Q & A with Bradford Tatum
Could you tell us about the inception of this novel?
I was becoming increasingly fascinated with the blossoming relationship between myself and my daughter, that’s where it began.
My wife and I had a home birth, she nursed until Sophie was five and a half and during that time the bonds between mother and daughter were very strong while I felt myself in more of a support capacity, enamored, bedazzled and smitten as I was. Providing all the love and support I could summon I still felt I provided little quantifiable sustenance. It was her mother’s time and I’m grateful for it.
But then she grew: solid food, a room of her own and I found myself showing her the world. Perhaps that’s what father’s do. Mothers bring them into the world and fathers show them the world. At any rate she was fascinating, little Sophie, her simple yet strong convictions, her unique views, her totally fresh perspective was completely new to me and I wanted to write about that, about that unique and flowering relationship.
So I killed my wife—metaphorically, of course but painfully nonetheless. It seemed the only way to give the story I wanted to tell the impetus, the deep, rare fuel it needed to succeed.
But the story began as, and still is, a love letter to the two most important females in my life.
Which has come easier for you: writing a script, or a novel? Did you have any formal training in writing?
I had no formal training in writing per se, but the two years I studied with Sanford Meisner at the Neighborhood Playhouse in New York more than prepared me for what was needed when looking for the truth in fiction. I can’t emphasize enough his influence on me– in living truthfully under imaginary circumstances, what he called acting, but I call art, being specific, the pinch and the ouch all the basics of his technique could be readily applied to all creative endeavors.
Even the best screenplay is a blueprint for something bigger than itself, it’s still a starting point that by design requires consensus to proceed and collaboration to be executed.
Novels, and here I might be a bit naive, but to me novels can stand alone as finished products without further realization on the part of the creator. The experience of reading them as imagined is more akin to painting or sculpture or dance–it exists on its own terms. That said the creative experience of writing a novel is more difficult for me than screenplays but far more enjoyable ultimately.
How long did it take for you to finish this book, and how much Oprah did you watch while writing it?
I watched no Oprah while writing. We don’t have commercial television in our house, only DVDs so I just used what I knew, what I feel most people know about her and experience about her. That and a lot of imagination.

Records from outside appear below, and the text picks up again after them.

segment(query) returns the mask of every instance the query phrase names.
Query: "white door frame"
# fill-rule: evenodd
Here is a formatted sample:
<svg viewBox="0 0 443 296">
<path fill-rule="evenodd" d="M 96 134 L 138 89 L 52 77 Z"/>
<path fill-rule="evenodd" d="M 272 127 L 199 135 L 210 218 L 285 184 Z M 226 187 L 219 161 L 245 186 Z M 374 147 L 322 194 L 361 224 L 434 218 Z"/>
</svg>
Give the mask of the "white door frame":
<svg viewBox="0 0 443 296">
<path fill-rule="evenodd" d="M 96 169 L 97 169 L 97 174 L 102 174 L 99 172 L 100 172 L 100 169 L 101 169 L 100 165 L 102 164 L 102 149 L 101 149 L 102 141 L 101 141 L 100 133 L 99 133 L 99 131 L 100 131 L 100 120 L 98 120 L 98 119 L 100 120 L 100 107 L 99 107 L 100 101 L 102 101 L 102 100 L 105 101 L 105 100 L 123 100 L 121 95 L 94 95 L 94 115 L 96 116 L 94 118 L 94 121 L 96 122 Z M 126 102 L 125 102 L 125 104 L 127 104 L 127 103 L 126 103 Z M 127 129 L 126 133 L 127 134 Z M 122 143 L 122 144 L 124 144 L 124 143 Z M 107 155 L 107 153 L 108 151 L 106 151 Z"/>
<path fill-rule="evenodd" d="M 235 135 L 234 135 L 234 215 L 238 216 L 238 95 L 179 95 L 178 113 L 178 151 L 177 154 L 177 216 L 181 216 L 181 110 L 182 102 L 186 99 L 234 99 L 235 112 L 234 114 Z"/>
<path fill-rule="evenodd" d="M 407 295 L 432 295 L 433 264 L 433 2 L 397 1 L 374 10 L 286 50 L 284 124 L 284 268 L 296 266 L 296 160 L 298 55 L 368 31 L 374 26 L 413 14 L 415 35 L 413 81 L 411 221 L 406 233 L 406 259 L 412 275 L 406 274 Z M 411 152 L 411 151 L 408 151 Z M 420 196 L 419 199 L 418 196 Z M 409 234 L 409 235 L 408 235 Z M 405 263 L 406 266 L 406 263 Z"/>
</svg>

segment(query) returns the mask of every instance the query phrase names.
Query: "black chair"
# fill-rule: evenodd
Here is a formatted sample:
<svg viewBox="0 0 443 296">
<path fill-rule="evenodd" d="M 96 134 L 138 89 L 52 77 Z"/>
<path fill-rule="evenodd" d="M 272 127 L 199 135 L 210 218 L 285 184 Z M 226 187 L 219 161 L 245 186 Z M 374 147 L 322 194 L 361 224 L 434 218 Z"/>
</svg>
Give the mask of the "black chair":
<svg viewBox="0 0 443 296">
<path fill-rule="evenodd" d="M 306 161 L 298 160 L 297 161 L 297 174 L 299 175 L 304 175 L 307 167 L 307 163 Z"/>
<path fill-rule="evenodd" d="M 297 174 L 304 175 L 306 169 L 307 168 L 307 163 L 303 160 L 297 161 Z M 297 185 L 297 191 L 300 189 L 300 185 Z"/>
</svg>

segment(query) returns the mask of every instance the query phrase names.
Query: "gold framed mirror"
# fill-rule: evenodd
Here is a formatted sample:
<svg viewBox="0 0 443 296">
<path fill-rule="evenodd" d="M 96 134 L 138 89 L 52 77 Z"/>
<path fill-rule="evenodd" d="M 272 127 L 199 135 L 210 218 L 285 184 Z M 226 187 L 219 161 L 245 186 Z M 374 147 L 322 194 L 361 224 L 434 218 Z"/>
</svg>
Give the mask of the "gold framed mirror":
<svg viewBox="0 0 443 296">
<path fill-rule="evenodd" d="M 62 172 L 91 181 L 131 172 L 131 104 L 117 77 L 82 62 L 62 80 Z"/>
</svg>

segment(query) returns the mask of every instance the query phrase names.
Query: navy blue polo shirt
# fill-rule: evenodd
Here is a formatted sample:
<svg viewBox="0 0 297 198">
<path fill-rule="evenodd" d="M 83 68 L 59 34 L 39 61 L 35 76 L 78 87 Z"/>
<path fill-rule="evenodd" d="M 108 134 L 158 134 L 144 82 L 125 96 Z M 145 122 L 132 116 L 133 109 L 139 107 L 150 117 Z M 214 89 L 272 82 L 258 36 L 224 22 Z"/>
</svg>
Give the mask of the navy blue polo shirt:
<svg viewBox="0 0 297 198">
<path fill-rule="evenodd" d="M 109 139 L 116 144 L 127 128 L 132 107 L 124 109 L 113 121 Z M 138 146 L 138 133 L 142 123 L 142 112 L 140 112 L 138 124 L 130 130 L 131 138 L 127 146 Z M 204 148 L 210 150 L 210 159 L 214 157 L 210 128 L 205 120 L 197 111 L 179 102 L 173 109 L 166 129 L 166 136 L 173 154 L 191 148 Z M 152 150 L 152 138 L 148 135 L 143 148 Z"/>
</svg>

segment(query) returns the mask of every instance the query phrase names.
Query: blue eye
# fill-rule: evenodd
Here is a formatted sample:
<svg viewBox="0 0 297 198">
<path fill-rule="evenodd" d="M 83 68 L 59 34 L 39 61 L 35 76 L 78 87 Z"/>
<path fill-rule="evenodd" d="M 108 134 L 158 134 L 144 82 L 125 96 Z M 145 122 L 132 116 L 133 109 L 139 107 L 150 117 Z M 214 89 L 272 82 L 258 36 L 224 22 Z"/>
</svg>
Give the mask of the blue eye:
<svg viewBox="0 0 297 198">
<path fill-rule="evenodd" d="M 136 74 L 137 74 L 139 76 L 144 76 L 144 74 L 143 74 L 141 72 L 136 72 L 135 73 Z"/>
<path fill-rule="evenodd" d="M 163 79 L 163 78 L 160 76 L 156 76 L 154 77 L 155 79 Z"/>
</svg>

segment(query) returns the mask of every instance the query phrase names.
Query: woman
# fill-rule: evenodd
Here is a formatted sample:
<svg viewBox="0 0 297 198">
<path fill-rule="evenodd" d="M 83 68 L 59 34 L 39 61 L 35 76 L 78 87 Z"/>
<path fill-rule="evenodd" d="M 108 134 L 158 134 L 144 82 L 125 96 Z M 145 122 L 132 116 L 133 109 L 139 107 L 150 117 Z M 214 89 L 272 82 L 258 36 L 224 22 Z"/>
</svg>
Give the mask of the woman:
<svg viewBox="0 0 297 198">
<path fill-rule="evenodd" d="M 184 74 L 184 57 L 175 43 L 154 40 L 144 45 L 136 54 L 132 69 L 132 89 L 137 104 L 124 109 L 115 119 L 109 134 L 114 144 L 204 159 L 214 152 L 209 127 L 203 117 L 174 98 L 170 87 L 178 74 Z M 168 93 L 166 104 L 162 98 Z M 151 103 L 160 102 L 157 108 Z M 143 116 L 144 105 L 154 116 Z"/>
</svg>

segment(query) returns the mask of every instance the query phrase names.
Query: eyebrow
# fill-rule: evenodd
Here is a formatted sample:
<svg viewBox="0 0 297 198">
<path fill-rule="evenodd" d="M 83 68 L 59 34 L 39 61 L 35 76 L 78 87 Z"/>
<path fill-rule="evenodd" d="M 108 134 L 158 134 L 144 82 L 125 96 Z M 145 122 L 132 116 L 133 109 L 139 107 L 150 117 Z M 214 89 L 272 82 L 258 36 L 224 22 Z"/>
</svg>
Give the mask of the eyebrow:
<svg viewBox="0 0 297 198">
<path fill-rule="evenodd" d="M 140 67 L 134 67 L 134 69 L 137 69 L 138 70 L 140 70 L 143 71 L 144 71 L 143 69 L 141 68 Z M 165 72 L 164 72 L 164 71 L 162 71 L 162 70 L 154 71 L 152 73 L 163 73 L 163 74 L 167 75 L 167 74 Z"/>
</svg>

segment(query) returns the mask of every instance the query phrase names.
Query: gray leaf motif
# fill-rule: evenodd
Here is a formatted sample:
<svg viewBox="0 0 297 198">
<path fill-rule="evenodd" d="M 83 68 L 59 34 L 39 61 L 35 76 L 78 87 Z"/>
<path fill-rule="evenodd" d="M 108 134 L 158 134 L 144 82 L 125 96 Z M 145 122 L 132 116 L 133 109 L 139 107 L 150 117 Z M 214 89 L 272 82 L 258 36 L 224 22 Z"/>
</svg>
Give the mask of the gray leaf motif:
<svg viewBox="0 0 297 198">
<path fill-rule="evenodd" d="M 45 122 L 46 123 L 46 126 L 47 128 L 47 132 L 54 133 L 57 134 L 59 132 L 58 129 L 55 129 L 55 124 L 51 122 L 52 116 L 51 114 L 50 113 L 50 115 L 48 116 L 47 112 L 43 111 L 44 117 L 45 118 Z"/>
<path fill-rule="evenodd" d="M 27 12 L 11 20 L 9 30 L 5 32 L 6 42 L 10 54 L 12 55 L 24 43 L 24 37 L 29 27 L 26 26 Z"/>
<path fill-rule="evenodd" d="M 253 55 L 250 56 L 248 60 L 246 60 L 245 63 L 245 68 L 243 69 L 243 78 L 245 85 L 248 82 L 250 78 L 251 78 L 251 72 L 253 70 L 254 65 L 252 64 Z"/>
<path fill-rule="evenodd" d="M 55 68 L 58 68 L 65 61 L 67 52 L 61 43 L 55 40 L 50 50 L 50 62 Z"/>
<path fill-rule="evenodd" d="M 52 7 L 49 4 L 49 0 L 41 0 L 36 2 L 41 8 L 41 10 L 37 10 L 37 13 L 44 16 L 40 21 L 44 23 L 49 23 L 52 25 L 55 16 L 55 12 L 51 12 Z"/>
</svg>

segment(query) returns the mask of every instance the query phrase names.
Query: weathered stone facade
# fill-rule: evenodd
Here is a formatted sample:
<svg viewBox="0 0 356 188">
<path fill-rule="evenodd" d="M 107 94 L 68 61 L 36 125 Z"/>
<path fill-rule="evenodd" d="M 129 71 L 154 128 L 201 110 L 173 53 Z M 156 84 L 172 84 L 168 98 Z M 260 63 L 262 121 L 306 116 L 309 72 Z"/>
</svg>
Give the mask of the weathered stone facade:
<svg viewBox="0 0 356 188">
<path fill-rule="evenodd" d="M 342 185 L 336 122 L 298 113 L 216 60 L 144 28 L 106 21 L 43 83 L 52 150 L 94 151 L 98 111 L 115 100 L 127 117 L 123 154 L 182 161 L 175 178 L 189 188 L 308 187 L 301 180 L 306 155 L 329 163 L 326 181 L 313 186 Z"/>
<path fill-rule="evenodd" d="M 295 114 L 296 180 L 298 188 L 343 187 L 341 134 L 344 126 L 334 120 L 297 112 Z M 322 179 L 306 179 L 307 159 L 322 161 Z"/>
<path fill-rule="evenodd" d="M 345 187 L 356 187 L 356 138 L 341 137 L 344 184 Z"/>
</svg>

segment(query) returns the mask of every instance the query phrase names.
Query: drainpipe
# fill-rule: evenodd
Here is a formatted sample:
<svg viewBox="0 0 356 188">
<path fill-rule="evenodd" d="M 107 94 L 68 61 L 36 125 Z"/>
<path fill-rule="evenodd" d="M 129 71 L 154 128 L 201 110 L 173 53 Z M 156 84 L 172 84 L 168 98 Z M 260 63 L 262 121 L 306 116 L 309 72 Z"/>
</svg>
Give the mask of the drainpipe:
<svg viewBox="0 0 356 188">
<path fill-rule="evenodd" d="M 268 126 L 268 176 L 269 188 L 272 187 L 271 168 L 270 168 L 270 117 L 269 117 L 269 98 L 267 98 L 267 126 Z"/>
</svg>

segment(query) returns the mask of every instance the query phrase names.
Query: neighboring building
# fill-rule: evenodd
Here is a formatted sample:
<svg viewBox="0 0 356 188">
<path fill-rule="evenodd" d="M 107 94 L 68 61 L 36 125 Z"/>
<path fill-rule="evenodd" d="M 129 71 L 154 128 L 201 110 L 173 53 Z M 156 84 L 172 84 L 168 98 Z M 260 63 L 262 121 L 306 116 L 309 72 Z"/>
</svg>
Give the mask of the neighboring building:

The book took a while, maybe a year as I had to write it during stolen lulls in actual living. My wife was in New York at the time working on ALL MY CHILDREN and I was home with Sophie all day, homeschooling her in the mornings and then catching a few moments to write while she played or watched a DVD or something or before she needed to be fed. I can’t tell you how many paragraphs were delayed while I quickly churned out a pot of organic mac and cheese for her.
Art is a key element of your movies, and this novel as well. Can you tell us about your art, and how it influenced Brian’s outlook and works in the novel?
Art is a huge influence on the book. I was an art installer for a while in a gallery here in LA and I used to work as a chaser (cleaning up waxes before casting) for the late Robert Graham. So the fine art world is a world I’m familiar with. I also work in bronze myself and so Brian’s work is fairly close to mine–somewhat traditional, figurative, and so he has that outlook, a more classical artistic criteria based less on concept, more on technique and execution which is pretty anachronistic today. I wanted that tension there, between Chloe and Brian, her sudden and swift rise based on a completely new vision of sculpture that would be completely foreign, perhaps even threatening to him.
Can you tell us where the idea for the Mommy Machine come from?
The Mommy machine just came.
Do you have a sequel planned. Would you consider writing one, and if so, what direction do you think that would go?
I have no sequel planned but since there’s been some interest I’ve been thinking about it…
Can you tell us what you’re working on right now?
I currently working another novel, a fantastical look at old Hollywood and specifically the Universal horror genre called THE MONSTER’S MUSE.